Quant à l’histoire, il s’agit d’une adaptation de Georges Simenon dont l’univers sombre du polar est parfaitement retranscrit dans la mise en scène documentaire de La Rochelle et de ses environs. Ce scénario aussi dialogué et si bien écrit soit-il, n’en développe pas moins une misogynie manifeste lorsque l’on considère au bout du compte que tous les personnages féminins sont systématiquement négatifs et constituent une menace pour le protagoniste : qu’il s’agisse de la belle-mère, de la mère même de Cardinaud, comme de Titine qui concentre toute l’opprobre possible dévolue à une femme dont le tort est aussi d’affirmer son indépendance puisqu’il s’agit d’une femme seule avec ses enfants tombés dans la marginalité. Ce film offre ainsi le regard d’une époque sur les femmes, de même que l’opposition d’une jeunesse, incarnée par l’irresponsable Mimile face à Cardinaud à la force tranquille prêt à retrousser les manches pour retrouver l’honneur perdu.
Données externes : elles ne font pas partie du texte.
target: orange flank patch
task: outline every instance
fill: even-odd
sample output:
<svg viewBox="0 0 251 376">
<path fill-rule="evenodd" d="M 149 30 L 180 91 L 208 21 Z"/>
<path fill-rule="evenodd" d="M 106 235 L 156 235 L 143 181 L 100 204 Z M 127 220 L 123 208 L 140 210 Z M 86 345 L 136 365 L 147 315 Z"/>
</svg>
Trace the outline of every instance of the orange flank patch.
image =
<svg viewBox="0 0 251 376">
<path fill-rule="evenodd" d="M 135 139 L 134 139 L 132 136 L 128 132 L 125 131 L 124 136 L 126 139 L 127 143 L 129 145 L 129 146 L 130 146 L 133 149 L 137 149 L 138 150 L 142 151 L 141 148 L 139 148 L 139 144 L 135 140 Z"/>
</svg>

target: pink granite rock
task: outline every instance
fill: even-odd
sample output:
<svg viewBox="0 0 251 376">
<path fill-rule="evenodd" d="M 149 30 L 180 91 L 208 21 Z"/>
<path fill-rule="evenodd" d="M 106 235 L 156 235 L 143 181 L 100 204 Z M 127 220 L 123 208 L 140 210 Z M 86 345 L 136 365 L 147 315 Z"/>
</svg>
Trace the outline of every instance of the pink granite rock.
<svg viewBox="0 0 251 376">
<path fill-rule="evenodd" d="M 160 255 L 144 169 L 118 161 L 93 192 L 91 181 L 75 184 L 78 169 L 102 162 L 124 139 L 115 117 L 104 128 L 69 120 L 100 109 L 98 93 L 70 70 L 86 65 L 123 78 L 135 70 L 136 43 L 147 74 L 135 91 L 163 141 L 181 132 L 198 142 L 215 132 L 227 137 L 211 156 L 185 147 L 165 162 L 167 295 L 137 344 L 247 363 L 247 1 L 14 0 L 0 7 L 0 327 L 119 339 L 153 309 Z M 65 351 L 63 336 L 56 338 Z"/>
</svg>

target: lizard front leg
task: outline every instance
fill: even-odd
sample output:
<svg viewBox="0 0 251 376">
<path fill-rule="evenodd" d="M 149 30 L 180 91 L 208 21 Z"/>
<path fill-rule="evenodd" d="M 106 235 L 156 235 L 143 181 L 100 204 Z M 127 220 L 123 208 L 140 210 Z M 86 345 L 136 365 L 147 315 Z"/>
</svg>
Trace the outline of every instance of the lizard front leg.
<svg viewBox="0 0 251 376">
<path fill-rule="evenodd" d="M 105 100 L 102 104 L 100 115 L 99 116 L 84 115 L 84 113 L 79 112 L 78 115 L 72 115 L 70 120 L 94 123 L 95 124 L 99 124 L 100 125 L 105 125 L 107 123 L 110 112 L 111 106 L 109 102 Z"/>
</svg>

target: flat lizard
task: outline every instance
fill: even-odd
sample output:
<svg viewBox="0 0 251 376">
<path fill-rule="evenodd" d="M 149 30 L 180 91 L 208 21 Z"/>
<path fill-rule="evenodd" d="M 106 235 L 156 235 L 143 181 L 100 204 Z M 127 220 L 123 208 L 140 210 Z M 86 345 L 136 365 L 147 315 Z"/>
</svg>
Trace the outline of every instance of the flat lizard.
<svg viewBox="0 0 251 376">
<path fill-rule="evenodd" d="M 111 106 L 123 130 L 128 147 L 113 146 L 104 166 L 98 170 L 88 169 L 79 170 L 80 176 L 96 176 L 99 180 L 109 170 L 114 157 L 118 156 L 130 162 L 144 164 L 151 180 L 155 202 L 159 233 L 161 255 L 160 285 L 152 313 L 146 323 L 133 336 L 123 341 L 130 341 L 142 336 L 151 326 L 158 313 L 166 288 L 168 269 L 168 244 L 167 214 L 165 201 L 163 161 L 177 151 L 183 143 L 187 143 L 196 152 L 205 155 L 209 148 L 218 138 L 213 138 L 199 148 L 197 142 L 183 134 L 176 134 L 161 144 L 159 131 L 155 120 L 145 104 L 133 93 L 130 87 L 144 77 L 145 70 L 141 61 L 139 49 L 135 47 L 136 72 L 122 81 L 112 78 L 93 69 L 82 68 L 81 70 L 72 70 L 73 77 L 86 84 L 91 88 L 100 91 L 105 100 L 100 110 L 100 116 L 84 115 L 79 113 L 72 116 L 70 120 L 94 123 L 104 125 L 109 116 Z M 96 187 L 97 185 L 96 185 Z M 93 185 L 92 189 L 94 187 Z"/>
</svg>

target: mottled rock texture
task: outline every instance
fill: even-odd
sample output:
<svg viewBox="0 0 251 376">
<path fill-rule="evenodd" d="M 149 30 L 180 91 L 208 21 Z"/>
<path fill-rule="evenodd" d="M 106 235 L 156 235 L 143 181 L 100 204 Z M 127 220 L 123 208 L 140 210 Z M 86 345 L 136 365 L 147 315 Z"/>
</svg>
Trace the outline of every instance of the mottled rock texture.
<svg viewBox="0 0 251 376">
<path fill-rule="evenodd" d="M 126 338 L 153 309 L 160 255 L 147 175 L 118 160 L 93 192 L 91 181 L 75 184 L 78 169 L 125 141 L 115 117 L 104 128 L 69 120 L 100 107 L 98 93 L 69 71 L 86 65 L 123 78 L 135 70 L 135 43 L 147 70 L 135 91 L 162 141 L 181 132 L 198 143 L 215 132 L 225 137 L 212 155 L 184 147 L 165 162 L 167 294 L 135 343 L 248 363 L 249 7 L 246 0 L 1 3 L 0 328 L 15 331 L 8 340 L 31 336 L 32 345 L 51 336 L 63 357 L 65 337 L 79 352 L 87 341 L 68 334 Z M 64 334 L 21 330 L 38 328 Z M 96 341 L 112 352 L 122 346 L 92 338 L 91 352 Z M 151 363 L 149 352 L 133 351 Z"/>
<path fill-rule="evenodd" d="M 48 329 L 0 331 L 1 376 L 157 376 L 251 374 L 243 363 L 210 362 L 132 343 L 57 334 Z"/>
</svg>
De ce point de vue, il s’agit d’un cinéma qui reflète les préoccupations d’une ancienne génération, celles d’un « cinéma de papa » lanceront quelques polémistes qui avaient hâte de renverser le pouvoir à leur profit.
Quant au film, Gilles Grangier a cette intelligence, malgré sa star au centre de l’histoire, d’accorder une vraie place aux acteurs autour de lui, sans que Jean Gabin soit donc de tous les plans. Ainsi, le cinéaste prend le temps d’étoffer les personnages qui gravitent autour du protagoniste pour comprendre que le pouvoir de cet homme dépend étroitement des personnes qui l’entourent et le côtoient. En plus de ce parti pris, Gilles Grangier a eu la brillante idée d’accorder beaucoup de place aux prises de vue documentaires de La Rochelle, de son port ainsi qu’à travers de nombreux extérieurs. Ainsi, lors de la criée, Jean Gabin se mêle à la réalité documentaire pour y apporter avec discrétion mais force charismatique sa part de fiction associée à son personnage.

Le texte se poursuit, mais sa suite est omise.